2. The method of claim 1, wherein the one or more biomolecules comprise a protein, peptide, carboxylate, organic acid, glycoside, carbohydrate, DNA, and/or RNA.

3. The method of claim 2, wherein the protein comprises a whey protein.

4. (canceled)

5. The method of claim 1, wherein the redox couple is selected from the group consisting of: V2+/V3+, VO2−/VO2+, Zn/Zn2+, Fe2+/Fe3+, [Fe(CN)6]4−/[Fe(CN)6]3−, Quinone derivatives, TEMPO derivatives, and ferrocene derivatives.

6. The method of claim 1, wherein the redox fluid includes an organic solvent.

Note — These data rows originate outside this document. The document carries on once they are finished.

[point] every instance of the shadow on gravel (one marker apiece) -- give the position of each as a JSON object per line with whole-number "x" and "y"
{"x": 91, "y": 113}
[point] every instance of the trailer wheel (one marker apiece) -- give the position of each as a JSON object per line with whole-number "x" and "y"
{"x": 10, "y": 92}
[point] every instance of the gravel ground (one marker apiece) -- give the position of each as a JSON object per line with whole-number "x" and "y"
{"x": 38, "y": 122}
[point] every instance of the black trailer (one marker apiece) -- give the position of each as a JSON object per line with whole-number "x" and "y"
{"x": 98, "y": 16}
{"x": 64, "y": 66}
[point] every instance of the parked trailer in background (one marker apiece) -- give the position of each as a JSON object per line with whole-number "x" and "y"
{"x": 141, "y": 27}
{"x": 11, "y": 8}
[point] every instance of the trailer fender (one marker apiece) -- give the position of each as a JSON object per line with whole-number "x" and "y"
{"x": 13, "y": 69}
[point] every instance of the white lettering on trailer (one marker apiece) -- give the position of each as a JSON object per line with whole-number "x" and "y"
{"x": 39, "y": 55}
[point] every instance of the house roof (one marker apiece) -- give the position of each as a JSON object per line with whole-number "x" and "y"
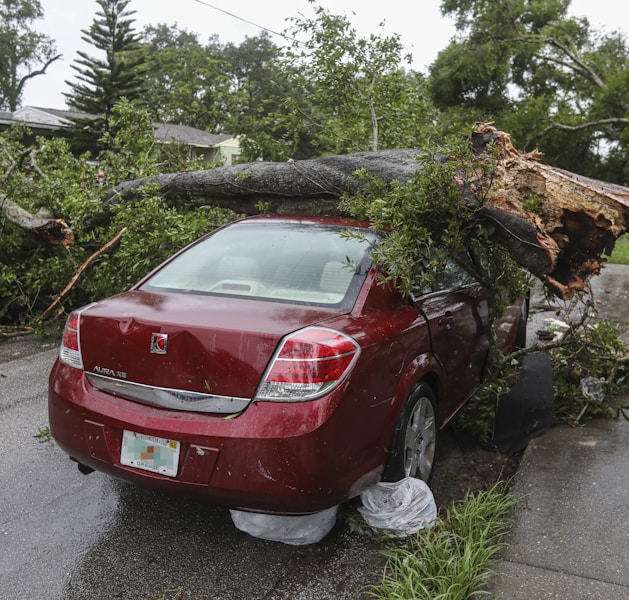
{"x": 51, "y": 118}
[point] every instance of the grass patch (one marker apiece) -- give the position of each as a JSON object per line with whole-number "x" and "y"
{"x": 451, "y": 561}
{"x": 620, "y": 254}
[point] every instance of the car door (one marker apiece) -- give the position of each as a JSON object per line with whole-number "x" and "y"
{"x": 456, "y": 311}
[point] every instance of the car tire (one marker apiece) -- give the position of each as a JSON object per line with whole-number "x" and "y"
{"x": 414, "y": 447}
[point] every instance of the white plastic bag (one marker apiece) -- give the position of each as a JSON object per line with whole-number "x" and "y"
{"x": 402, "y": 507}
{"x": 294, "y": 530}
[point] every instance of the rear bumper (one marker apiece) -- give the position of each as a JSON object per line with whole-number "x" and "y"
{"x": 290, "y": 458}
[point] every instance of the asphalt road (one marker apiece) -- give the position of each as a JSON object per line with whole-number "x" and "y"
{"x": 64, "y": 535}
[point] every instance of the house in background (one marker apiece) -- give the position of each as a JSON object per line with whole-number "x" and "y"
{"x": 220, "y": 148}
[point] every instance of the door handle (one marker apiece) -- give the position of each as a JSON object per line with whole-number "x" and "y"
{"x": 445, "y": 320}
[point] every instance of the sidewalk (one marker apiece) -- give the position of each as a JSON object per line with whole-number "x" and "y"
{"x": 570, "y": 536}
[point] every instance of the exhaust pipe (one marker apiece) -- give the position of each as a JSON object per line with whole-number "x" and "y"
{"x": 85, "y": 469}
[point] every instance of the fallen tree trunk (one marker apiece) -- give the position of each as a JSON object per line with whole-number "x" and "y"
{"x": 555, "y": 224}
{"x": 40, "y": 224}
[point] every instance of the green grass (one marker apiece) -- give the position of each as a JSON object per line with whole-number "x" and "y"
{"x": 452, "y": 561}
{"x": 621, "y": 251}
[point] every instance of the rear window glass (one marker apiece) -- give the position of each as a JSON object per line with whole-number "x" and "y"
{"x": 290, "y": 262}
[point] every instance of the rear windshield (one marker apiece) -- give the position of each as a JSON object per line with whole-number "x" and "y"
{"x": 286, "y": 262}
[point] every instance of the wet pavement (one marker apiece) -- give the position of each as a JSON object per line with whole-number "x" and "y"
{"x": 570, "y": 536}
{"x": 64, "y": 536}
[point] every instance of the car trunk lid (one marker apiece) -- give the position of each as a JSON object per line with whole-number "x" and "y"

7. The method of claim 1, wherein the redox redox couple is selected from the group consisting of: [Fe(bpy)3]2+/[Fe(bpy)3]3+, CoCp2/CoCp2+, ferrocene/ferrocenium, and V(acac)3/[V(acac)3]+.

8. (canceled)

9. The method of claim 1, wherein the redox channel includes the redox couple at a concentration in a range from about 30 mM to about 100 mM.

10. The method of claim 1, wherein the voltage is 1.2 V or less.

11. (canceled)

12. The method of claim 1, wherein purifying the treating fluid comprises removing at least about 95% of the ionic species from the treating fluid.

13-14. (canceled)

15. The method of claim 1, wherein the treating fluid is a waste stream from bio, food or pharmaceutical manufacturing.

16-17. (canceled)

18. The method of claim 1, further comprising, after purifying the treating fluid: flowing a collection fluid through the feed channel; andreversing the voltage, the first electrode becoming negatively charged and the second electrode becoming positively charged, the redox couple undergoing oxidation near the second electrode and reduction near the first electrode,whereby the anions and cations previously removed from the treating fluid are drawn through the anion and cation exchange membranes and into the collection fluid, the feed channel thereby functioning as a collection channel for the ionic species.

19-22. (canceled)

23. A system for redox-mediated electrodialysis, the system comprising: a first electrode;a second electrode positioned in opposition to the first electrode;an anion exchange membrane and a cation exchange membrane positioned between the first and second electrodes;a feed channel for flow of a treating fluid, the feed channel extending between the anion and cation exchange membranes;an additional membrane or pair of membranes between the first electrode and second electrodes, the additional membrane or pair of membranes defining a collection channel on one or both sides of the feed channel for collecting anions and cations removed from the treating fluid, the additional membrane or pair of membranes including an anion exchange membrane and/or a cation exchange membrane; anda redox channel for flow of a redox fluid, the redox channel containing the first and second electrodes and being separated from the feed and/or collection channels by two of the anion and cation exchange membranes.

24. The system of claim 23, wherein the collection channels constitute portions of a salt collection channel for recombination of the anions and cations removed from the treating fluid.

25. The system of claim 23, including up to n of the anion and cation exchange membranes alternately positioned between the first and second electrodes, n being an integer, preferably an odd integer.

26. The system of claim 23, further comprising a stack of two or more of the first electrodes and a stack of two or more of the second electrodes, each stack including two or more of the first or second electrodes.

27. The system of claim 23, wherein the redox channel is configured for continuous circulation of the redox fluid.

28. (canceled)

29. The system of claim 23, further comprising one or more pumps connected to the feed, redox, and/or collection channels.

30. The system of claim 23, wherein the first and second electrodes comprise carbon.

31. The system of claim 23, wherein each of the anion exchange membranes comprises a polymer film including positively-charged functional groups, and wherein each of the cation exchange membranes comprises a polymer film including negatively-charged functional groups.